Transparency demands that we are clear with audiences about changes that have been made to correct/amend or update digital content. We should not “scrub” digital content, that is, simply fix it and hope that no one has noticed. 

En théorie, l’à-propos d’une « mise à jour » peut découler de deux types de circonstances. D’une part, la correction d’une erreur de fait. D’autre part, dans le cas de « breaking news » publiées dans l’urgence, l’ajout d’informations pertinentes, qui n’étaient pas disponibles initialement, mais qui ne modifient pas l’essence de la nouvelle (si c’était le cas, il faudrait parler de rétractation).

Dans tous les cas de figure, l’ACJ pose un principe fondamental : le lecteur doit être informé explicitement de ce qui a été modifié. Le « scrubbing » (nettoyage), c’est-à-dire la modification subreptice, est interdit. C’est une interdiction qui coule de source et ne devrait surprendre personne. Ce n’est pas d’hier que les règles de l’art posent que tout rectificatif doit être explicite. Et si une information a été jugée assez importante pour être ajoutée à un texte, c’est qu’elle en affecte le sens, ce qui n’est pas un détail, et la même logique s’applique.

Dans les faits, ces bonnes pratiques sont totalement ignorées.
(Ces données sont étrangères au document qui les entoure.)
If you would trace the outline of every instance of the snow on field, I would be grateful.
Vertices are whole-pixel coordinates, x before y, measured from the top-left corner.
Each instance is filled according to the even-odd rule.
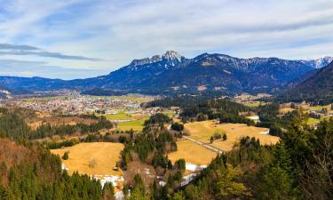
[[[269,130],[266,131],[266,132],[260,132],[260,134],[267,135],[267,134],[269,134]]]
[[[125,196],[123,195],[123,191],[116,192],[115,194],[115,200],[123,200],[125,198]]]
[[[188,171],[191,171],[191,172],[196,172],[196,171],[200,171],[202,169],[204,169],[206,168],[207,165],[198,165],[198,164],[189,164],[189,163],[186,163],[186,165],[185,165],[185,168]]]
[[[99,179],[96,175],[94,177],[95,179]],[[117,186],[117,182],[123,182],[124,179],[123,176],[109,176],[109,175],[105,175],[103,179],[100,180],[100,185],[102,186],[102,188],[104,188],[104,185],[106,183],[111,182],[114,187]]]
[[[68,168],[65,165],[65,164],[61,164],[61,170],[68,171]]]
Les mises à jour sont rarement décrites, et surtout pas de manière explicite. Mais pire encore, on constate des cas de textes qui subissent des changements substantiels, sans que ce soit signalé de quelque manière que ce soit. On assiste aussi, comme je viens de le montrer, au remplacement pur et simple d’un texte par un autre, sous couvert de « mise à jour ». Dans le cas précédent, le texte initial de la Presse canadienne n’a pas été « mis à jour », il a été dépublié en douce, remplacé par un autre.

Un autre terme s’est donc ajouté à « scrubbing » dans le vocabulaire du journalisme d’information, le « stealth editing » — la révision furtive. Résultat des courses, vous ne pouvez pas savoir si ce que vous lisez a été ou sera modifié, et si vous en discutez avec d’autres, vous ne pouvez pas savoir si vous parlez de la même chose. Je ne pense pas qu’on marque alors des points en matière de « journalisme de qualité ». Le phénomène, qui tient du « cover-up », soulève de sérieuses questions de transparence et d’intégrité. Il fait craindre, également, qu’à cause de lui la nonchalance devienne la norme et que grandisse la tolérance pour l’approximation.
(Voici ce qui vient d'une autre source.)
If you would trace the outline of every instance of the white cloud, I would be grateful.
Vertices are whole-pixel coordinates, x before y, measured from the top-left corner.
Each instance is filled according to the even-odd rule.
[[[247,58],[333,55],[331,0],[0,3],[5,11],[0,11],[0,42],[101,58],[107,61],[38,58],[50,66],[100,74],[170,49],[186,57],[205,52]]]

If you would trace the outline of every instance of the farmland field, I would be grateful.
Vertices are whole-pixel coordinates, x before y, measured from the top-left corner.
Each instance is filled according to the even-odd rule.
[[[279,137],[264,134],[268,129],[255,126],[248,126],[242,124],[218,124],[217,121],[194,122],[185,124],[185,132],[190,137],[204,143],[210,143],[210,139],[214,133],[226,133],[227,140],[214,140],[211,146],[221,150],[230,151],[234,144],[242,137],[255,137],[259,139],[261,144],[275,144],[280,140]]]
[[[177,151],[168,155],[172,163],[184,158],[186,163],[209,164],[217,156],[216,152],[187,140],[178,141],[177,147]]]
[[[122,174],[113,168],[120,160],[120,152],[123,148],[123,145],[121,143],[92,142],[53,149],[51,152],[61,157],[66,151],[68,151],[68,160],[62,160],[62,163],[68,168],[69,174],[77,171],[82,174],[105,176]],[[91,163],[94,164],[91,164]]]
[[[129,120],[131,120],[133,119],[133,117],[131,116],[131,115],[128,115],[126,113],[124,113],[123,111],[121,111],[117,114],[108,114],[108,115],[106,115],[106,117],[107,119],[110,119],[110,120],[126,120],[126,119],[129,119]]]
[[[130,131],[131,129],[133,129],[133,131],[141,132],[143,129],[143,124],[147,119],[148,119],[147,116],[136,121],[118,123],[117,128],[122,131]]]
En attendant, si les marchés boursiers vous intéressent, ne prenez pas de décisions intempestives en buvant votre café matinal et lisez le Globe and Mail ou The Gazette.

Note : ce texte a été modifié le 7 mars pour y ajouter les informations au sujet de l’article de The Gazette.

© Michel Lemay


[1] Changé plus tard pour : « SNC-Lavalin reports higher than expected fourth-quarter losses amid fallout from pandemic, inflation and supply-chain disruption ».

[2] Leeder, D. Friday’s analyst upgrades and downgrades, Globe and Mail, 4 mars 2022.

[3] Bernstein, C. Chasing History, A kid in the newsroom, Henry Hold & Co, 2022.